Just my opinion, take it or leave it.
I think it's fair to start by discussing your initial assertion. While it's not exactly a life or death fire fight, watch competitive shooters and see what happens when they have a dry magazine or a malfunction. When you say "immediately realize" that's a subjective position. How fast is immediately? I recently had a string in competition where I had a dry magazine immediately followed by a malfunction. Cleared through both in around 4 seconds and finished the stage. So that's bang, click, mag change, bang, click, tap, rack, bang.. in under four seconds. PS, this isn't intended to be a brag. I am NOT a great competitor. Most of the guys I compete against are way faster. I call myself a low speed high drag malfunctioner. We fall to the level we train to right, so if you train to recognize a malfunction and clear it, you will immediately realize and clear. A light strike or misfire on a round when in the heat of life or death is not worth trying to be sure that round is fired. Besides, you could potentially waste more time trying to "diagnose" an unfired round than just clearing it and moving on. Think of it this way.
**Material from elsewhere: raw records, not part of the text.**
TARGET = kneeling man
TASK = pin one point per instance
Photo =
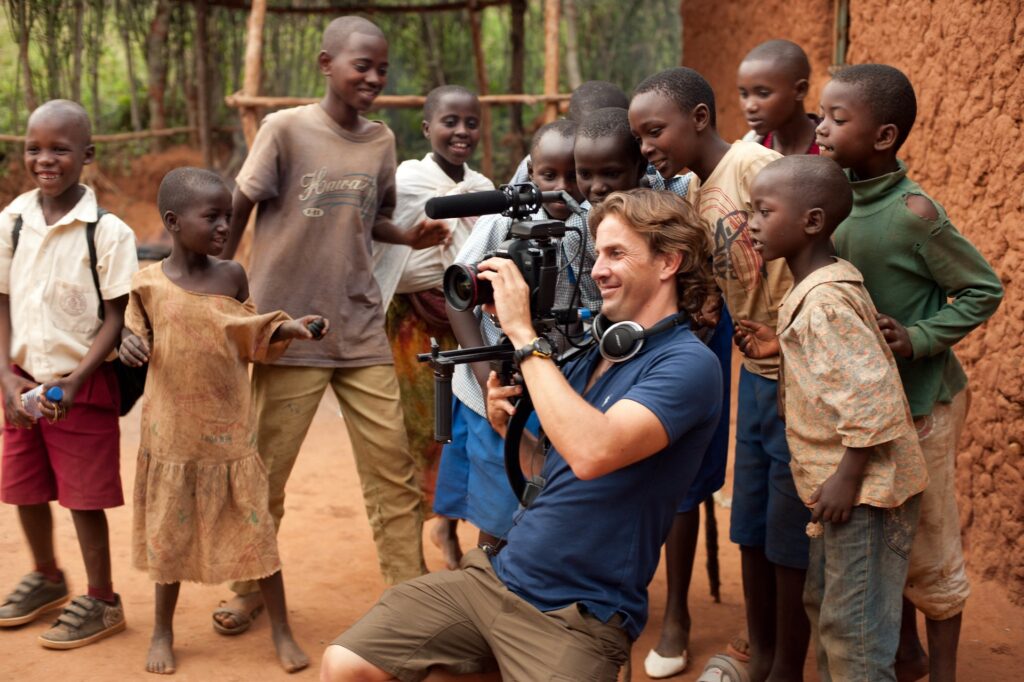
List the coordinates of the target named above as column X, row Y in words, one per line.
column 567, row 593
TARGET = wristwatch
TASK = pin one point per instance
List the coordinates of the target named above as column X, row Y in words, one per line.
column 539, row 346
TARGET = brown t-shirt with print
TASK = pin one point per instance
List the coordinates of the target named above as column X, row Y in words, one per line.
column 320, row 190
column 753, row 290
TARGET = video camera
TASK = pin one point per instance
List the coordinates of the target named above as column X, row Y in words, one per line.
column 532, row 247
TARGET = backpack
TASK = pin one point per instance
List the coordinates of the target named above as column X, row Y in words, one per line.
column 131, row 380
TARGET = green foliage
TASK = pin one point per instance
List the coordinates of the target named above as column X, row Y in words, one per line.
column 619, row 40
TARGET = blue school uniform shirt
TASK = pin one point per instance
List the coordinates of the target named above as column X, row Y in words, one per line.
column 598, row 542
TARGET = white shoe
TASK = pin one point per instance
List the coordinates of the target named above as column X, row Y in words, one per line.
column 657, row 666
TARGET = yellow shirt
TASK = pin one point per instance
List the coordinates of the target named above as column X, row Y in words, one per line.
column 842, row 389
column 53, row 301
column 752, row 291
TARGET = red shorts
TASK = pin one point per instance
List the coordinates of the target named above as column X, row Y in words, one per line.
column 76, row 461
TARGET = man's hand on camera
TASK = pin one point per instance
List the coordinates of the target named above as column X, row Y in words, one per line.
column 511, row 299
column 500, row 408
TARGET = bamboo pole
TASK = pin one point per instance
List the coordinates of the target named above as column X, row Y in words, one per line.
column 482, row 87
column 242, row 100
column 203, row 83
column 119, row 137
column 361, row 7
column 250, row 84
column 551, row 14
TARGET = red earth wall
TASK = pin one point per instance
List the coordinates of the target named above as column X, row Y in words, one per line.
column 966, row 60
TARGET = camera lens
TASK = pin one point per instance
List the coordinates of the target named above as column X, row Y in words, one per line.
column 464, row 290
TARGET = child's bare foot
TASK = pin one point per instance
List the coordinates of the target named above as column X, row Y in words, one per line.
column 237, row 614
column 160, row 659
column 443, row 537
column 911, row 668
column 292, row 657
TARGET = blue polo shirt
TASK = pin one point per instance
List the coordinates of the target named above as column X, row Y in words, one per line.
column 598, row 542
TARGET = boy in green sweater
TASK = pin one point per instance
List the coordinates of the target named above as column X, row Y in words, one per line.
column 931, row 288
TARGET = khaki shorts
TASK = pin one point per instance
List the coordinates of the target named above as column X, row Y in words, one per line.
column 468, row 622
column 936, row 581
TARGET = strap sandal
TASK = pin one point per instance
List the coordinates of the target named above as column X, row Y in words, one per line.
column 33, row 596
column 84, row 621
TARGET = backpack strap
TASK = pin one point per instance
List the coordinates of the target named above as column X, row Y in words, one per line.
column 15, row 232
column 90, row 238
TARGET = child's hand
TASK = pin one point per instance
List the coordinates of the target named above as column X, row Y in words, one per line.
column 309, row 328
column 711, row 312
column 427, row 233
column 12, row 386
column 896, row 336
column 71, row 385
column 756, row 340
column 134, row 351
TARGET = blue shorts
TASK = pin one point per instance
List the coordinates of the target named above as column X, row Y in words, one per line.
column 711, row 475
column 766, row 510
column 471, row 479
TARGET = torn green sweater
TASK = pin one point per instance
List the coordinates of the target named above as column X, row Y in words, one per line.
column 925, row 274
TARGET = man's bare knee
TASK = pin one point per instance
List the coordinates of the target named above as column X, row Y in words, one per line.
column 341, row 665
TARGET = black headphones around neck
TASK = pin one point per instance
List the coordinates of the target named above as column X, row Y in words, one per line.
column 621, row 341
If your normal range practice is to try to re-strike an unfired bullet, that is what you will do when your adrenaline kicks in and you stop thinking. You could waste seconds clicking away on a round because that's what you practice.
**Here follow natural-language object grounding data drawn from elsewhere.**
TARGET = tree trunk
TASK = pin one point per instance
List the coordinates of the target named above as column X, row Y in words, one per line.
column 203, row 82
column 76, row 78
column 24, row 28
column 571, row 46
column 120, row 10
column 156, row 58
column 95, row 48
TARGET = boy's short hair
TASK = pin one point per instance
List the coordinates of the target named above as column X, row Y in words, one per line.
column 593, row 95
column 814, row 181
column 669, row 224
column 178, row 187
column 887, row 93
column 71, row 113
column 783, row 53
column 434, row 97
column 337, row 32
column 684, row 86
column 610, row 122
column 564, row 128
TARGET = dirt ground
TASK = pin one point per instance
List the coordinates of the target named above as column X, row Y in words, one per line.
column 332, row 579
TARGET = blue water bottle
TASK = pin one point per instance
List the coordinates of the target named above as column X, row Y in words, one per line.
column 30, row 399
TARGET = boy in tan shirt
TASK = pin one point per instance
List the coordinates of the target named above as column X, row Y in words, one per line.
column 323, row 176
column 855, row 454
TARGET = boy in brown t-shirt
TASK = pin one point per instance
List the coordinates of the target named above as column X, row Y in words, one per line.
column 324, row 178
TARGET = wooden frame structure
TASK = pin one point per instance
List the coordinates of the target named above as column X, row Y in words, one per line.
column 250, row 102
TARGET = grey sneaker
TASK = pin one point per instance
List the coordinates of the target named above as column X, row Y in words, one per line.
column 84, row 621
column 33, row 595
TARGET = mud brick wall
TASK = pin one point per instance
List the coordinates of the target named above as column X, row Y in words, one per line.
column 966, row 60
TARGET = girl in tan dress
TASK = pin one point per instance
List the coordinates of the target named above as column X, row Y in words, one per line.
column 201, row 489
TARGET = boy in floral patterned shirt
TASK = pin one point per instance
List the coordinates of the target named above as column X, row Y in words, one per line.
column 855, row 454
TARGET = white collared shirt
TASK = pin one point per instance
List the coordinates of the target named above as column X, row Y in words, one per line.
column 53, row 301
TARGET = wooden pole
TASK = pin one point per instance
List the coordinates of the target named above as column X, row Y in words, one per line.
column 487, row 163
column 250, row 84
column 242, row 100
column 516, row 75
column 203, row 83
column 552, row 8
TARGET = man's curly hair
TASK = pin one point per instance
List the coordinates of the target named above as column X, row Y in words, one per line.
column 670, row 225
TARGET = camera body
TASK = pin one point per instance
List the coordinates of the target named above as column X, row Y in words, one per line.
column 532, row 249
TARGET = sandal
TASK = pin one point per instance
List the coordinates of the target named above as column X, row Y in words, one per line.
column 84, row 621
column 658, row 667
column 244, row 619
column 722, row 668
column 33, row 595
So why not have them? Combat tactics have changed over the years. See above, but which is faster? Bang, click, click, click, realize nothing is happening, take the mental time (even milliseconds) to recognize a misfire, address the malfunction (whether rack slide or revolve cylinder) and get back into the fight. OR Train to know when the gun doesn't go bang and immediately address the malfunction. Bang, click, tap, rack, bang. With a restrike capable pistol, you're training to keep trying to fire a potential dud rather than eject the bullet and move on.